Focando-me apenas na questão da silly season e das cirurgias (fossem para
mudar de pele ou de género), encontrei um anúncio humorístico que convidava as pessoas
a fazerem uma cirurgia holística para mudarem de signo astrológico. A piada
dizia que a nova cirurgia de mudança de signo utilizava um método de radiação
para reprogramar o dia de nascimento alterando a idade celular do paciente e
recriando um Aniversário Cósmico segundo o dia desejado. O palavreado está bem
alinhavado – aliás, todos os charlatões falam muito bem, as eleições
comprovam-no em numerosos países.
O anúncio avisava ainda que os efeitos da radiação eram imprevisíveis, e
que poderiam ser necessárias umas três a quatro cirurgias até finalmente
acertar com a personalidade do paciente. Ao contrário das cirurgias de Verão de
que falei acima, esta cirurgia de mudança de signo, entendo eu bem. Reparem nas
várias vantagens. Para os do signo de Touro, Carneiro e Capricórnio é a
hipótese de finalmente deixarem de carregar com aquela incómoda e eterna
galhadura que tantos rumores e calúnias mesquinhas levanta. Para os do signo de
Virgem, cá está a almejada oportunidade de quebrarem essa castidade forçada
pelas estrelas. Os do signo de Sagitário têm aqui um momento ideal para se
tornarem pessoas de corpo inteiro e finalmente deixarem aquele incómodo de
pertencerem a duas espécies, cortados a meio do corpo, sem possibilidade de
consumarem as suas vidas como deve ser. Os do signo Gémeos podem, com
claridade, optar por ser apenas um, deixando de lado aquela bipolaridade de
serem dois, ora um, ora outro, ninguém sabe para onde viram. Os do signo de Caranguejo
veem aqui a chance de nunca mais andarem para trás nem de lado – a partir de
agora, será sempre em frente. Os do signo de Balança podem abandonar o incómodo
de terem de aparentar equilíbrio ou (Deus nos livre!) justiça e os do signo de
Leão acabam de vez com as piadinhas sobre serem o rei da selva (até porque
nunca um leão viveu na selva!). Os de Aquário vão poder sair da sua limitação
aquática para algo mais oceânico pois nunca um aquariano gostou de algo tão
pequeno e confinante como um aquário; já os de Peixes talvez fujam, não sei bem
para onde, mas para a segurança cósmica onde não haja dois peixes a nadar em
direcções opostas, boca para um lado e rabinho para o outro. Falta um e é de
propósito: quem quer, na realidade, ser conotado com um Escorpião?

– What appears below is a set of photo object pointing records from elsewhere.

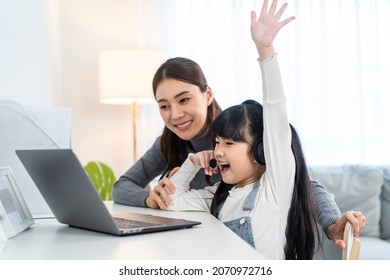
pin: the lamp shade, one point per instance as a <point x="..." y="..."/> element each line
<point x="125" y="75"/>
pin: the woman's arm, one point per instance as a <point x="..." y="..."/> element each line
<point x="129" y="189"/>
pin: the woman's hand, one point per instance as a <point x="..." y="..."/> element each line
<point x="265" y="28"/>
<point x="158" y="196"/>
<point x="336" y="231"/>
<point x="203" y="160"/>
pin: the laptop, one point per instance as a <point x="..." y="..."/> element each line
<point x="74" y="200"/>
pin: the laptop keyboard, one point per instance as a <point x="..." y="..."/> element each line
<point x="128" y="224"/>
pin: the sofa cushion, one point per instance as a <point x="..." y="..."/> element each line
<point x="385" y="203"/>
<point x="355" y="187"/>
<point x="374" y="248"/>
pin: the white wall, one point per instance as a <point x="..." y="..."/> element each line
<point x="24" y="61"/>
<point x="49" y="56"/>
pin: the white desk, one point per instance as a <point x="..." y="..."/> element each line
<point x="47" y="239"/>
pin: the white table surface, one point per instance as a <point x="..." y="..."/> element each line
<point x="47" y="239"/>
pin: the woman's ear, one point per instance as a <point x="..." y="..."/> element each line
<point x="209" y="95"/>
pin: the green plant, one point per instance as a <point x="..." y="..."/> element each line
<point x="102" y="177"/>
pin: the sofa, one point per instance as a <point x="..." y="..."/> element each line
<point x="361" y="188"/>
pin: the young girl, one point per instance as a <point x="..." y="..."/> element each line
<point x="265" y="187"/>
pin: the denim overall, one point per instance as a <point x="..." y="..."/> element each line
<point x="243" y="226"/>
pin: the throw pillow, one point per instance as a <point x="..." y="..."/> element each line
<point x="355" y="187"/>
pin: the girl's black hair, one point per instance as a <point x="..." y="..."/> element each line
<point x="237" y="122"/>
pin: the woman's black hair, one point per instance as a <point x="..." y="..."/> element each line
<point x="301" y="229"/>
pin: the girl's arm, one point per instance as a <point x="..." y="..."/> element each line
<point x="280" y="163"/>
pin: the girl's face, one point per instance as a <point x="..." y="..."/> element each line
<point x="236" y="162"/>
<point x="183" y="107"/>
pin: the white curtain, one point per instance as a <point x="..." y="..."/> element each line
<point x="334" y="58"/>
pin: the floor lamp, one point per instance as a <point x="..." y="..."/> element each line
<point x="125" y="77"/>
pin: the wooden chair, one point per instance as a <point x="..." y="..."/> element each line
<point x="352" y="244"/>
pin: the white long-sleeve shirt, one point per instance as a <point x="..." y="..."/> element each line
<point x="269" y="216"/>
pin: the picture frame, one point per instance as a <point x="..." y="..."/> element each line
<point x="15" y="216"/>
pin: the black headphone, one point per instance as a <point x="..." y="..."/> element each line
<point x="258" y="151"/>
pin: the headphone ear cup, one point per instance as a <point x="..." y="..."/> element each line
<point x="258" y="152"/>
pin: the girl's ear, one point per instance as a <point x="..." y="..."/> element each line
<point x="209" y="95"/>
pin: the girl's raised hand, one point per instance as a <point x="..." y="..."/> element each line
<point x="265" y="28"/>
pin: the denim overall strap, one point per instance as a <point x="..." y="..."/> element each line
<point x="243" y="226"/>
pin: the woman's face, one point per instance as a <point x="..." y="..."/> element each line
<point x="183" y="107"/>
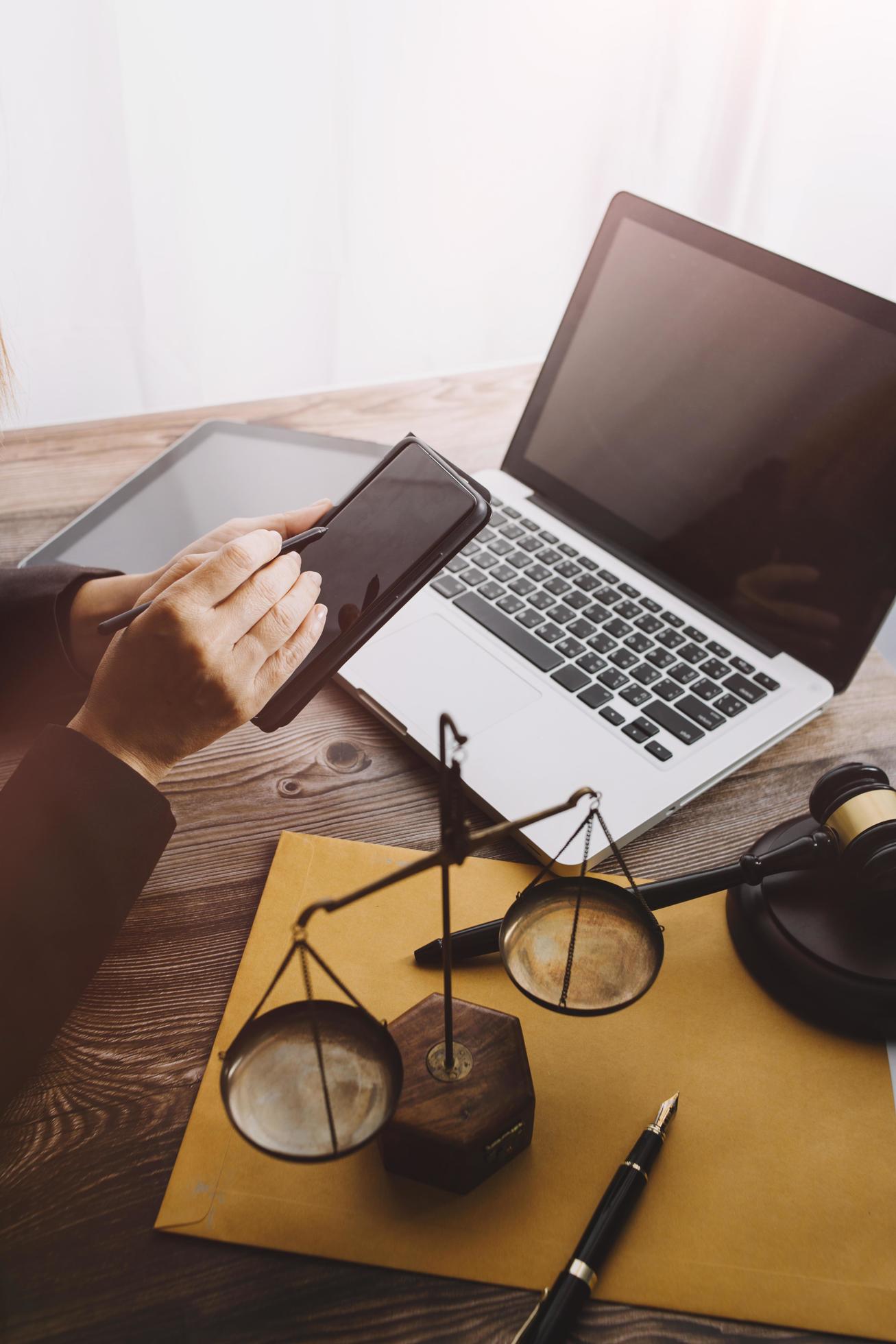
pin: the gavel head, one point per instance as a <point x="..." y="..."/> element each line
<point x="858" y="806"/>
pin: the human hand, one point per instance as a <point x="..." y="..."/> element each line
<point x="99" y="599"/>
<point x="225" y="631"/>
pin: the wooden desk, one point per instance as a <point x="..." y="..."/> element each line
<point x="86" y="1149"/>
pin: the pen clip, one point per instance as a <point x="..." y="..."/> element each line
<point x="530" y="1319"/>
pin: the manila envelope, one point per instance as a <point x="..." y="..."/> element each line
<point x="774" y="1198"/>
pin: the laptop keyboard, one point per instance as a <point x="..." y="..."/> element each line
<point x="663" y="683"/>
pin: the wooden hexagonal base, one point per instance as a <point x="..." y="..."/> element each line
<point x="456" y="1133"/>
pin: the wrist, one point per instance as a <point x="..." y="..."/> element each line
<point x="96" y="601"/>
<point x="151" y="769"/>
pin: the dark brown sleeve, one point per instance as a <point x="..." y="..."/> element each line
<point x="80" y="835"/>
<point x="38" y="680"/>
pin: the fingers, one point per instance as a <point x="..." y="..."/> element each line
<point x="223" y="571"/>
<point x="178" y="571"/>
<point x="281" y="621"/>
<point x="281" y="664"/>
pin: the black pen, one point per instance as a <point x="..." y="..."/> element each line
<point x="553" y="1319"/>
<point x="292" y="543"/>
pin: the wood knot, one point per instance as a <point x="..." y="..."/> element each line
<point x="347" y="757"/>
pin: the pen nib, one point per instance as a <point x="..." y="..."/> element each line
<point x="665" y="1113"/>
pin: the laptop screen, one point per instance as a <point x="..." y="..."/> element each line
<point x="729" y="418"/>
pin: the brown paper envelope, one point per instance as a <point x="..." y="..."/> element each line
<point x="774" y="1198"/>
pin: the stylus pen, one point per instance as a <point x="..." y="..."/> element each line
<point x="292" y="543"/>
<point x="553" y="1319"/>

Claro que aqui usei a astrologia tropical, porque se me regesse pela védica
ou pela chinesa, outra história seria contada. De qualquer forma, é o anúncio
mais divertido que encontrei ultimamente. A diversão já vai fazendo falta num
mundo onde toda a gente se anda a levar demasiadamente a sério, carregando
fardos que em nada agregam à vida.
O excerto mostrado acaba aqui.